Thursday, October 28, 2010

On certainty

At some point in my pre-teen years, probably after reading Ben Franklin's autobiography, I got this crazy idea to measure how successful I had been that day in improving the three main aspects of self: physical, mental, and spiritual.

In measuring the physical, I would count the calories I had consumed that day and compare any exercise to the previous exercise the day before. In measuring the mental, I would go through each class, any test scores, my homework, and consider future projects that I might want to pay attention to in future measurements. In measuring the spiritual, I would remember all the conversations I had that day and gage whether or not I was a good person. I would rework interactions in my head, figuring out how I might have been better to that person than I had been. I would take pride in myself for reaching out to an underdog, to standing up to someone popular or in power.

At the end of my freshman year of high school, I was first in my class, had scored the highest on national Freshman exams in the state of New Jersey, had been the only person in the state to receive a perfect score on the writing exam, and had raced in scoring position on the state champion cross-country team. I also fell in love for the first time.

At the very end of my freshman year, my first love came to me with a dilemma. He loved me, that was clear to him. He absolutely respected my virtue and did not feel he had any right to ask me to have sex with him, as he did not believe that this was something I wanted or was ready for and he did not want to be the type of guy to put pressure on me. But he wanted to have sex. He was never going to cheat on any woman, so he saw that the only way to get around this was for us to break up so that he could have meaningless sex and I could continue to be virtuous.

That night all the science of certainty seemed to have dissolved before me - I was incapable of measuring self.  I was heartbroken, rejected, and yet the reasoning behind it was meant to protect and uphold my virtue. I was like the computer in War Games playing tic tac toe. I could not figure out a scenario in the future that would enable me to be a better person. If I had sex with my first love, he might stay with me and not go sleeping with other women, but then I would lose my virtue, and this might affect me personally, but it also might make him fall out of love with me as I would be so fundamentally different. If I did not sleep with my first love, then I could not help but feel that I must be less than I was when he decided to love me in the first place, as he had decided to leave me. I would need to get prettier and smarter and be an even better person so that he might just love me again - but would he, if ultimately it wasn't about me?

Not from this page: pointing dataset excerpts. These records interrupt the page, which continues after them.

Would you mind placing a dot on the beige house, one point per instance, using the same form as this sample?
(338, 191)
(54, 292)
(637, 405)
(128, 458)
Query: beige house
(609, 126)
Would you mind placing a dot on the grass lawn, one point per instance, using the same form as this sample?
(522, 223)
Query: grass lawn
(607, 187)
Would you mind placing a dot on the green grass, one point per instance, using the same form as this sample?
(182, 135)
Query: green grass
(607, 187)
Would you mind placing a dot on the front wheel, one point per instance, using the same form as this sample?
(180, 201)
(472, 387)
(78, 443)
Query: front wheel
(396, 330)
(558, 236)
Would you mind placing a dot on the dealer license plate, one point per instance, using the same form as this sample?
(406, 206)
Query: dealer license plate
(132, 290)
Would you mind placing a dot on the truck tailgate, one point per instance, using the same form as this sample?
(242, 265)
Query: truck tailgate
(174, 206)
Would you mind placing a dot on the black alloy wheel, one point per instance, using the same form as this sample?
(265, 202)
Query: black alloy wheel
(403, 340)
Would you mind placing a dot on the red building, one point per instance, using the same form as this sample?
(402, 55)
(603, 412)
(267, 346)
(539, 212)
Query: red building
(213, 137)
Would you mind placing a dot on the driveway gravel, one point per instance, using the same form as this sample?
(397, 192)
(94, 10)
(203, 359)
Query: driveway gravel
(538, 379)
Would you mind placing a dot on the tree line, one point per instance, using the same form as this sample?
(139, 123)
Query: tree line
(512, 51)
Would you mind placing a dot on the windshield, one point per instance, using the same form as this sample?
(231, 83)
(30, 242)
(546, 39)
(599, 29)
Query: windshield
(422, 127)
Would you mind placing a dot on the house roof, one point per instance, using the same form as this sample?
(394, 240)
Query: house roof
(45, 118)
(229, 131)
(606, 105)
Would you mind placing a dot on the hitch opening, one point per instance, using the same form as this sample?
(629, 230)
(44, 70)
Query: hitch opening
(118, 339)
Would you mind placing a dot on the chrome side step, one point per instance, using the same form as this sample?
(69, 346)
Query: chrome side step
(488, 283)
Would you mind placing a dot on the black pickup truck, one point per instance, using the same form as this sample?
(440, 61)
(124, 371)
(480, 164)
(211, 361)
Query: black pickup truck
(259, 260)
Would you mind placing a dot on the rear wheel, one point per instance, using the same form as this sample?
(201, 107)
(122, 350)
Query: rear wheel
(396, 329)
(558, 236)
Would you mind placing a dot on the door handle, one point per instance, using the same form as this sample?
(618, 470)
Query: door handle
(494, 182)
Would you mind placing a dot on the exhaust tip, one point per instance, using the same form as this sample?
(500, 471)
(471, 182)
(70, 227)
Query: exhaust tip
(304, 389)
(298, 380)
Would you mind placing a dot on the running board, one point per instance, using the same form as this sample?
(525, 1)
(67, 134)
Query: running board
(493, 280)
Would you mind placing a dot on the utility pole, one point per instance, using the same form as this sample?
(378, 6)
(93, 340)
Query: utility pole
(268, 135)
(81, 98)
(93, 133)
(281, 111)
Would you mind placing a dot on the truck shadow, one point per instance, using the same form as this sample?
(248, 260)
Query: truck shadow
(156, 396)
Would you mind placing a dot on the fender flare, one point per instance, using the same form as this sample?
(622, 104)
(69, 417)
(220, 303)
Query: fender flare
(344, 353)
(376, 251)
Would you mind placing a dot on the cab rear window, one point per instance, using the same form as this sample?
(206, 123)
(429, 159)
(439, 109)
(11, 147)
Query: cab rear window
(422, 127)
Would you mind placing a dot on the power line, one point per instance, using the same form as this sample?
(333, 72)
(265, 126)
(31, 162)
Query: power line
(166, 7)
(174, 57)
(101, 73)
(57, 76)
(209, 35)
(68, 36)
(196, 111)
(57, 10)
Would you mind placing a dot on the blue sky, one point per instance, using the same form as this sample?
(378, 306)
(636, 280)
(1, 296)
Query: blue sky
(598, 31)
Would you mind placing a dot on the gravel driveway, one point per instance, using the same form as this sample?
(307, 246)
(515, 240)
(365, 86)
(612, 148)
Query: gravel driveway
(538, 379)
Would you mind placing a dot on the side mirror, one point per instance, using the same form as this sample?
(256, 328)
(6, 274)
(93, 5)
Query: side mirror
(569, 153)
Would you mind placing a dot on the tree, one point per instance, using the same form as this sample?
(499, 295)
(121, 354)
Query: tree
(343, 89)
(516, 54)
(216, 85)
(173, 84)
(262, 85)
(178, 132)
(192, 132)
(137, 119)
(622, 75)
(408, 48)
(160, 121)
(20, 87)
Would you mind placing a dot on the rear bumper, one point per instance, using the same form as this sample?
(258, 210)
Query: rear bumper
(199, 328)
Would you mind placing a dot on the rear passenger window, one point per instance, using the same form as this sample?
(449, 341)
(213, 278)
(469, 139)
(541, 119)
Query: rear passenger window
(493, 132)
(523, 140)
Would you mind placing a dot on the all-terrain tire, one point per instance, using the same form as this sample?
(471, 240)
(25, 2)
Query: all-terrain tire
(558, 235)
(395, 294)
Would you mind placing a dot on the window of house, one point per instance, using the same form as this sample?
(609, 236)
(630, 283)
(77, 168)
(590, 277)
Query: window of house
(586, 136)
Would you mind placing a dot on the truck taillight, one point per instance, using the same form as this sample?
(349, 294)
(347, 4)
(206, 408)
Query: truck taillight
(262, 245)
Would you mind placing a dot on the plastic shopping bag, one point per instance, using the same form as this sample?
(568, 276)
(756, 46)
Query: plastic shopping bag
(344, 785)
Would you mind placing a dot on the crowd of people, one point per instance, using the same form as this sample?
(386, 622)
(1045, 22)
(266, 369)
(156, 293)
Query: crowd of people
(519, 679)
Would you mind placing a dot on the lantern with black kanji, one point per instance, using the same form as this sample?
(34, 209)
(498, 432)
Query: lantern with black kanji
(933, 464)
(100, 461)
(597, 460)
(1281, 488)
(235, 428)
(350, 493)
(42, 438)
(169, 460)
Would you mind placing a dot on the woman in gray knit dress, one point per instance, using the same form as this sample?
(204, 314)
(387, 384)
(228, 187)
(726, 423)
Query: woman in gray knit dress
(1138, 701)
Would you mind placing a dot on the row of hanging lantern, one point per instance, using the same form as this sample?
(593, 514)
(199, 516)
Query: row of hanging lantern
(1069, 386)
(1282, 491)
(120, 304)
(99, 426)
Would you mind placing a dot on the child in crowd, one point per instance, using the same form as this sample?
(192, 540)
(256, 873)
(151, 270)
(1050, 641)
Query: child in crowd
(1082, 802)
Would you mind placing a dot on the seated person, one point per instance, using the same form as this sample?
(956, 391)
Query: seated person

Though I did not know it at the time, I can see in hindsight that this was the first moment in my adult life of realizing life isn't black and white, that the most difficult times in life, the most trying decisions we make, are not a choice between right and wrong, but a choice that has consequences from both sides. If we try to find certainty in amongst the grey, we will wind up making no decisions, or else building up false realities to believe that one decision was correct and the other wrong.

For a long time, I kept trying to measure self, and it kept getting more and more difficult, as life got harder, bad things happened, and I needed to make difficult choices because of circumstances I could not control. There were moments when I made no decision at all, and then obsessed over whether or not inaction was better than action with negative consequences. There were other moments when I made a decision, and asked myself if it might not have been better to make no decision at all. And I reached a point when I had to take a seriously look at whether or not any good was coming from the act of self measurement.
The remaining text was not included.